I'm really thrilled with the responses to my recent article, Is the Near-Trillion Dollar Student Loan Bubble About to Pop? A couple of people have written really nice long responses to it that add some significant value. There are a million articles that could be written about the student loan crisis, and I'm gratified to have helped move the conversation forward for other people to spin off of. I thought I'd link a few of them here for you. Kay Steiger dug in deeper to the causes for the rising tuition that's created what I and others refer to as the student loan bubble. She wrote:
Shrinking state investments in higher education. Part of this is that, public universities, which educate a large percentage of students, have seen the amount of public financing shrink. Though states were once dedicated to ensuring a free or low-cost education for its residents, that commitment has largely fallen by the wayside was state budgets tighten. The Center on Budget and Policy Priorities found that since the beginning of the recession, 43 states have cut funding assistance to public universities.
Among other reasons she highlights, one stands out:
Some schools are actually ripping people off. While the vast majority of colleges really are there with the mission of educating their students and helping them reach a better financial future, there are some schools out there that seem to actively be ripping people off. Some of these schools, according to government investigations, seemed to be calculating tuition prices to maximize the amount of federal subsidies, recruiting students by way of questionable tactics, and providing poor-quality training for jobs they purport to prepare students for. (Let me be clear on this—not all for-profit schools are setting out to rip people off. I’m talking about some of the particularly bad actors.) This gets into much of the debate over for-profit colleges, the Department of Education’s attempt to regulate them. Lately the for-profit colleges themselves have released a code of conduct to demonstrate that they can be a self-regulating body. Whether this combination of administration regulation and self-policing works remains to be seen.

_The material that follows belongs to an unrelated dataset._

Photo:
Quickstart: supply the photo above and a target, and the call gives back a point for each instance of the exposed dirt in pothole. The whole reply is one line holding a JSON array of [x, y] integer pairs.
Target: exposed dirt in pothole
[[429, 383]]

Where I differ with her is over solutions. She suggests that we want to encourage students not to take student debt lightly, just as we don't want to encourage mortgage holders to walk away from their homes. The problem right now is that students are saddled with debt that they're stuck with for life. They can't walk away from the asset they purchased when its value drops like a person who bought a house can--they can't even declare bankruptcy if the current economy has led their purchase to be worth less than they thought--in this case, if they're unable to find work that allows them to pay down their debt. Mike Konczal also responded to my piece, and compared the never-ending nature of student debt to colonial indentured servitude:
How well does colonial indenture match up with student loans?  Pretty well I’d argue.  That’s the provocative thesis of this great Jeffrey Williams piece in Dissent, Student Debt and the Spirit of Indenture.  I brought this thesis up to a conservatively-minded economic historian I know and he delighted in it – as he pointed out, in colonial times people died so quickly and they could disappear easily.  As such indenture needed to function in a “total institution”-like space with coercive punishment very present to get maximum returns to creditors.  With today’s longevity, as well as our surveillance and monitoring technologies, indenture can function in the background as a cut deducted from your checking account every month for a few decades.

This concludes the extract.